Car selon que Bastien est vu avec les yeux de Paul, de sa mère ou de Tom – autre personnage du livre -, la restitution du personnage diffère. Chacun « s’accapare » différemment ce gardien de collège jésuite. L’un ne verra en lui qu’un homme épris de sagesse asiatique. L’autre en fera un portrait plus sombre. Soit parce qu’il a des éléments pouvant l’affirmer, soit parce qu’il extrapole à partir d’une réalité.

Le Bastien trouble nous conduit ainsi à :

des orientalistes passionnés qui œuvraient au sein des Brigades tibétaines de la SS. L'objectif était de contribuer par l'intelligence au renouveau des forces aryennes, d'apporter sa part dans le domaine de la spiritualité. Rien n'était à négliger. Pour ceux-là, pas d'uniforme, nulle autre armure que celle du savoir ; je ne mettrais jamais les pieds sur un champ de bataille.

Plus loin :

C'est en 1935 qu'Heinrich Himmler fonde le Deutsches Ahnenerbe, Studiengesellschaft für Geistesurgeschichte ou « Héritage des ancêtres, Société pour l'étude de l'histoire des idées premières ». Son objectif est de promouvoir la science de l'histoire intellectuelle ancienne, c'est-à-dire d'accumuler les preuves archéologiques des hauts faits germains depuis le paléolithique. Bref, de reconstituer la mémoire perdue de la race aryenne.

Je suis ressorti interloqué, angoissé à l’idée de ne pas pouvoir trancher, de ne pas accepter la pluralité des points de vue. Comme s’il fallait toujours se déterminer. Je pense que notre pensée cartésienne y est pour beaucoup.

Le roman m’a rappelé un entretien avec Alberto Manguel qui citait Borges.
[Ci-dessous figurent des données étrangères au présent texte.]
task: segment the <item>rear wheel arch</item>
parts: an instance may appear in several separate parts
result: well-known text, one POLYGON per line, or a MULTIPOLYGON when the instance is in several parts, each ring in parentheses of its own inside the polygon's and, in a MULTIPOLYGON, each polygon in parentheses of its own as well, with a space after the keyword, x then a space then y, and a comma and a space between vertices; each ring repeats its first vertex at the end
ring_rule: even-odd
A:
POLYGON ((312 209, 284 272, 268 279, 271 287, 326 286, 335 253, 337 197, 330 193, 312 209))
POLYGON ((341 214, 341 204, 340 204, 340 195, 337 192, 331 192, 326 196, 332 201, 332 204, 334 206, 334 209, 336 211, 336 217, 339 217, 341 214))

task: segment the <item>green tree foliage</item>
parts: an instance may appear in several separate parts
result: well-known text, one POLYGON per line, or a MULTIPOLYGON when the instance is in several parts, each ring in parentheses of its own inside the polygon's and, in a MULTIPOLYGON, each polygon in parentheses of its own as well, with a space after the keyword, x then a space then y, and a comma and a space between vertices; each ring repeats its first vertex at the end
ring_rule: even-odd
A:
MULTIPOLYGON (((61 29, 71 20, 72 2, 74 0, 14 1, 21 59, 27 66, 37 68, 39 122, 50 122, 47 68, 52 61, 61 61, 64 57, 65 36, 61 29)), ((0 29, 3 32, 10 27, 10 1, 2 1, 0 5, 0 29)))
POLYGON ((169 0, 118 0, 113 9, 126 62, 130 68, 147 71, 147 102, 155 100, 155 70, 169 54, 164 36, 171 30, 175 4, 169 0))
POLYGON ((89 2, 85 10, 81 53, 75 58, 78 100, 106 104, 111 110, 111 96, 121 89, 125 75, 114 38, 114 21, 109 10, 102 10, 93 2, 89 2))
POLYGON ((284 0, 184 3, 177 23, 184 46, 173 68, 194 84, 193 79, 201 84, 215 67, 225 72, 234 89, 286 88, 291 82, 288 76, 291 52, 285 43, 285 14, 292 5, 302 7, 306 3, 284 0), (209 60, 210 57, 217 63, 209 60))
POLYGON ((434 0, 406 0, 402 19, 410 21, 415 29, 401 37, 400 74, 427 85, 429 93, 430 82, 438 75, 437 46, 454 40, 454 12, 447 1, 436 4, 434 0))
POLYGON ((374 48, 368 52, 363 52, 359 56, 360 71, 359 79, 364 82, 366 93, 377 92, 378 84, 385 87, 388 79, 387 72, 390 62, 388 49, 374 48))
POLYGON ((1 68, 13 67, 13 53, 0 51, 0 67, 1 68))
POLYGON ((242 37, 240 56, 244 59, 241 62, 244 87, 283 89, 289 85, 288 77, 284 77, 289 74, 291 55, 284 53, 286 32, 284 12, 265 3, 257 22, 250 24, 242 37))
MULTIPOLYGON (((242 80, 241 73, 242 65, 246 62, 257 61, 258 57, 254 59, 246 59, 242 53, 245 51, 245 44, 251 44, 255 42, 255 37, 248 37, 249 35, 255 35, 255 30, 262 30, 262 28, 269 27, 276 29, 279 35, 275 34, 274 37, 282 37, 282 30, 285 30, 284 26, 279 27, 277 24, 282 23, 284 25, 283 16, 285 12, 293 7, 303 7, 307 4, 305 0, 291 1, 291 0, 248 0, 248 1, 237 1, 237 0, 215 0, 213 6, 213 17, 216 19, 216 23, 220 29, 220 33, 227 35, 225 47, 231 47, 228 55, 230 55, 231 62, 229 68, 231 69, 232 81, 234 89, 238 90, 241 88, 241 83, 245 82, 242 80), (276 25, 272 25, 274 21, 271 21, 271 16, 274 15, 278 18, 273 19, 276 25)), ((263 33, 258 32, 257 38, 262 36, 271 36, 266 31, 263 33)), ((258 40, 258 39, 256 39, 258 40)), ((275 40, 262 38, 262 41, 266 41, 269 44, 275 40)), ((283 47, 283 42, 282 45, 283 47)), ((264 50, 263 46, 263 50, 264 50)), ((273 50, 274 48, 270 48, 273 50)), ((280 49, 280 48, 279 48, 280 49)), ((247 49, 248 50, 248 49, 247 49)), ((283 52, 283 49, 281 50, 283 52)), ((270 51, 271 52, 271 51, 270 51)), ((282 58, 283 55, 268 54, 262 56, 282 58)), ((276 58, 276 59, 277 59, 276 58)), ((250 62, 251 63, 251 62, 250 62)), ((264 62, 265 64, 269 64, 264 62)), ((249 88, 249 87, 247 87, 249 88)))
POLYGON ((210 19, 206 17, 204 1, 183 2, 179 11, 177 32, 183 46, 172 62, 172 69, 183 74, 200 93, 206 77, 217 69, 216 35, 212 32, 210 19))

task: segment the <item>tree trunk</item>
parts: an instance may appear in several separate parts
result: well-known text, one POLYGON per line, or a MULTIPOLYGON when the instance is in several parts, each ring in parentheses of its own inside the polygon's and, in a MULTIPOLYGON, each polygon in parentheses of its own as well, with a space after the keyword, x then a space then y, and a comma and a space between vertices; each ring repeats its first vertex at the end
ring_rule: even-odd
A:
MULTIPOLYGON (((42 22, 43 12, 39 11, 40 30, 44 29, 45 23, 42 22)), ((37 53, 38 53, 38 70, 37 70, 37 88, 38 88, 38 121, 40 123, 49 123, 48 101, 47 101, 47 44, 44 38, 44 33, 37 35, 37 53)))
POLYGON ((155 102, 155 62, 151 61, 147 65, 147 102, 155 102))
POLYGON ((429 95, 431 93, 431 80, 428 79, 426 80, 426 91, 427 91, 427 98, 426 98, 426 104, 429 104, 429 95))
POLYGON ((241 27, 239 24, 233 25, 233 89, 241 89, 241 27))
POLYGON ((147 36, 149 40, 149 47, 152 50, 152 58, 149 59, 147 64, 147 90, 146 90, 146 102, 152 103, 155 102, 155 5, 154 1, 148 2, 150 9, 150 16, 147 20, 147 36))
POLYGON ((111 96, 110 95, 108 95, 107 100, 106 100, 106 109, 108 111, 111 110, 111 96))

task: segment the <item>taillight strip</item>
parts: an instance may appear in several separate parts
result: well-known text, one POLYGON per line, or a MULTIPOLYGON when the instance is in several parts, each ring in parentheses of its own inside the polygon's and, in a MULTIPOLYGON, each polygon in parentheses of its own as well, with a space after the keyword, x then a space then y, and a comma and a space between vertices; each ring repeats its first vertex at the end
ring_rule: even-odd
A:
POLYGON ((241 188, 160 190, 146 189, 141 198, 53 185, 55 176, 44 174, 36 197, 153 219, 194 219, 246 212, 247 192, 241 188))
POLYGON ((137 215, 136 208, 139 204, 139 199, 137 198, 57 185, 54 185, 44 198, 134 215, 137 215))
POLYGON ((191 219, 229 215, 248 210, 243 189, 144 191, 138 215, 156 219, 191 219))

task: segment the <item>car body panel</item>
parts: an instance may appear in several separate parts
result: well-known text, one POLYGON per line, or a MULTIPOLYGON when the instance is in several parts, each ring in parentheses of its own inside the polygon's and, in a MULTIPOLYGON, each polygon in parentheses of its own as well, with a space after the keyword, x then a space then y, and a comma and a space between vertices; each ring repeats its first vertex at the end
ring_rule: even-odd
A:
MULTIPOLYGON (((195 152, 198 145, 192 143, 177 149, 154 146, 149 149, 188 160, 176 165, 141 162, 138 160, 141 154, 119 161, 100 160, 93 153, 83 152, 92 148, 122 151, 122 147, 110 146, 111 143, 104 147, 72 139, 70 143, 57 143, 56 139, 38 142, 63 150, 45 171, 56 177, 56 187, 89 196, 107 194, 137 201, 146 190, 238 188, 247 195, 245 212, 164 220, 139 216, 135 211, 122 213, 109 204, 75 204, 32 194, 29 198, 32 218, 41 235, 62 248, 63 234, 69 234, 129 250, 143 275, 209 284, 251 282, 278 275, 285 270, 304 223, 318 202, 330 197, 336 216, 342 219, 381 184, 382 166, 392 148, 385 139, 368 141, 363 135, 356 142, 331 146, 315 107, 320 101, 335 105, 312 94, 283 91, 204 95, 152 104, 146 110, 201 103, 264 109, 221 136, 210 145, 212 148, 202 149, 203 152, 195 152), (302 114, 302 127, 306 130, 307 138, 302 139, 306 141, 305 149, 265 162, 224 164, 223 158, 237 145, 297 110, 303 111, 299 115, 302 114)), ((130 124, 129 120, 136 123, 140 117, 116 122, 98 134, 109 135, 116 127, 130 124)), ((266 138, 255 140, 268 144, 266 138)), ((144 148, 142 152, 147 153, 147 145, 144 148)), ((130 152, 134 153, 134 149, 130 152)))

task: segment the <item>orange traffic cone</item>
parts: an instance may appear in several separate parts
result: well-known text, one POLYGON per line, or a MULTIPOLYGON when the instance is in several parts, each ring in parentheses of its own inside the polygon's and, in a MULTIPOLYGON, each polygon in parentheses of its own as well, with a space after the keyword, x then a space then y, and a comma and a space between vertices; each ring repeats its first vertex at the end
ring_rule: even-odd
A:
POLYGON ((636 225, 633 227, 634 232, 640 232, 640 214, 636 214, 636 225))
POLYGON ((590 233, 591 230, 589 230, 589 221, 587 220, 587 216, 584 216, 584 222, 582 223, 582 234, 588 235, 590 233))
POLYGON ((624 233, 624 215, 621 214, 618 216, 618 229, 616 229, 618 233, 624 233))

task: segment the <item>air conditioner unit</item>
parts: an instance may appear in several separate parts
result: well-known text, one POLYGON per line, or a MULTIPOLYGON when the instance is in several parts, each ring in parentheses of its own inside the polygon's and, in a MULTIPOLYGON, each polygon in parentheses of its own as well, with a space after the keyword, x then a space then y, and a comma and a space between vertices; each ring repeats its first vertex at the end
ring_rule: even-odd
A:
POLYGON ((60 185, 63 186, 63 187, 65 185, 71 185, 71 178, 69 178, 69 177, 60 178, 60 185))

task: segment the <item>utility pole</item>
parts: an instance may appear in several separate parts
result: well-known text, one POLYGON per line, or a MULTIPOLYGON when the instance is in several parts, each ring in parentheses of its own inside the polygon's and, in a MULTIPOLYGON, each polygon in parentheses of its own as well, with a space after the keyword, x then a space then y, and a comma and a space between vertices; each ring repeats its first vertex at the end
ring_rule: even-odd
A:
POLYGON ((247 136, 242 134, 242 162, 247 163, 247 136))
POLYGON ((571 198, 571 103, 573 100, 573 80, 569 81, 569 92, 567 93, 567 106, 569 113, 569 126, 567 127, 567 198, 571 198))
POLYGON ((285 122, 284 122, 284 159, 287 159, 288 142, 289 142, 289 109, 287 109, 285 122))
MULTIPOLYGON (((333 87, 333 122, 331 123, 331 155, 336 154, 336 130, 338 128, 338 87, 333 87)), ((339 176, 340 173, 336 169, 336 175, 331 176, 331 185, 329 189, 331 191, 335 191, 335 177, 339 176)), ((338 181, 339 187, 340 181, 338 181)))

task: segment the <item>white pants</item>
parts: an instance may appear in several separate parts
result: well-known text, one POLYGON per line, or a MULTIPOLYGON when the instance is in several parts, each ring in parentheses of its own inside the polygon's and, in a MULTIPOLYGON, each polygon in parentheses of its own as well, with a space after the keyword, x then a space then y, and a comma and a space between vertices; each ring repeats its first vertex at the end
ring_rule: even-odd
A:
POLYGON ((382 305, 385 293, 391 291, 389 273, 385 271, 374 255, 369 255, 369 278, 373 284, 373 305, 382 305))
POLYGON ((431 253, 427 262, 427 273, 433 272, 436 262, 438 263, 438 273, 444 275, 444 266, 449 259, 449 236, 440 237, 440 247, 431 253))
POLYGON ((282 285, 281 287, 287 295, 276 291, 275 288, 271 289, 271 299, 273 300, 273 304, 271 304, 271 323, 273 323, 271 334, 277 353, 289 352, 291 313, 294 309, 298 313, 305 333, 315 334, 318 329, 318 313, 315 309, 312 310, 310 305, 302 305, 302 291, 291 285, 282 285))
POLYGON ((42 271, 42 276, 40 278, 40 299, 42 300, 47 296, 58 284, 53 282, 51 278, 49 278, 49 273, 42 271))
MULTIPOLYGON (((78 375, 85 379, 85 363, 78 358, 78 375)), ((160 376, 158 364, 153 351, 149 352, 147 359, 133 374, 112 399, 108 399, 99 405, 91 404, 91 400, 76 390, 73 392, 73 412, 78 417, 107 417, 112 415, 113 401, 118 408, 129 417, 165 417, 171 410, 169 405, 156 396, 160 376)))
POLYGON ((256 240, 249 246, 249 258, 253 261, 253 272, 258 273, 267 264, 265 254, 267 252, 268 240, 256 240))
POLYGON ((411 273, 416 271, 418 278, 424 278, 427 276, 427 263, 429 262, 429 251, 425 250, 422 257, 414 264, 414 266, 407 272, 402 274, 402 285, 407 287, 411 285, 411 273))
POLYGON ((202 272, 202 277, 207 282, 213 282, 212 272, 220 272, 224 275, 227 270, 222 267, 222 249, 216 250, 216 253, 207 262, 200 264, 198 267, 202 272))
L’illustre écrivain, dont il avait été le lecteur, aurait dit qu’une chose peut être ET ne pas être. En littérature s’entend. N’est-ce pas là le prolongement de la sagesse asiatique ? Cette dernière ne prétend-elle pas, par exemple, que le bouddhisme est à la fois religion et philosophie ?

Je vois dans ce roman un prolongement de cette interrogation.

On peut faire court et poser de grandes questions.